Try this beautiful problem from the American Invitational Mathematics Examination I, AIME I, 1999 based on Squares and Triangles.

Try this beautiful problem from the American Invitational Mathematics Examination I, AIME I, 1995 based on Problem on Positive Integer.

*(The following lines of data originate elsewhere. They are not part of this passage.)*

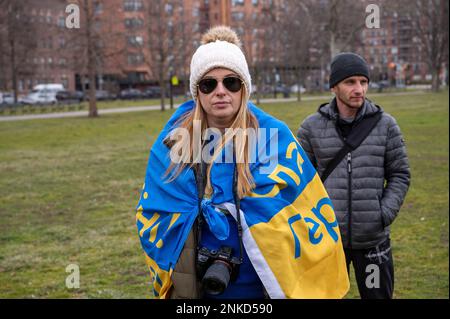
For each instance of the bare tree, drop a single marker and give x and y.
(160, 41)
(95, 45)
(18, 42)
(296, 24)
(430, 20)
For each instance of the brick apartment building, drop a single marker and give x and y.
(125, 33)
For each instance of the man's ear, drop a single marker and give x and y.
(333, 89)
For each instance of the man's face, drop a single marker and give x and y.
(352, 91)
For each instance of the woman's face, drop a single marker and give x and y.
(221, 105)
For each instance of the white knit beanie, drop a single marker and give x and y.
(220, 50)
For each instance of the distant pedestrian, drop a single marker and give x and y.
(360, 154)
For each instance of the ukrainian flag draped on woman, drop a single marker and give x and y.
(290, 230)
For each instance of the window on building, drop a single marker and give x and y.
(62, 42)
(136, 41)
(169, 9)
(132, 5)
(238, 16)
(135, 58)
(98, 7)
(133, 23)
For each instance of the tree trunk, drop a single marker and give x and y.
(14, 71)
(91, 63)
(435, 81)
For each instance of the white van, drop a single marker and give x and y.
(43, 94)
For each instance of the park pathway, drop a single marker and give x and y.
(325, 98)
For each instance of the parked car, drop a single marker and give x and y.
(6, 98)
(295, 88)
(101, 95)
(69, 96)
(129, 94)
(283, 89)
(154, 92)
(42, 94)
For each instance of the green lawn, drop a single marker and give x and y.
(68, 188)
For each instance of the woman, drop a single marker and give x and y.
(213, 219)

## Problem on Positive Integer – AIME I, 1995

Let $$n=2^{31}3^{19}$$,find number of positive integer divisors of $$n^{2}$$ are less than n but do not divide n.

• is 107
• is 589
• is 840
• cannot be determined from the given information

### Key Concepts

Integers

Divisibility

Number of divisors

But try the problem first…

Source

AIME I, 1995, Question 6

Elementary Number Theory by David Burton

## Try with Hints

First hint

Let $$n=p_1^{k_1}p_2^{k_2}$$ for some prime $$p_1,p_2$$. The factors less than n of $$n^{2}$$

=$$\frac{(2k_1+1)(2k_2+1)-1}{2}$$=$$2k_1k_2+k_1+k_2$$

Second Hint

The number of factors of n less than n=$$(k_1+1)(k_2+1)-1$$

=$$k_1k_2+k_1+k_2$$

Final Step

Required number of factors =($$2k_1k_2+k_1+k_2$$)-($$k_1k_2+k_1+k_2$$)

=$$k_1k_2$$

=$$19 \times 31$$

=589.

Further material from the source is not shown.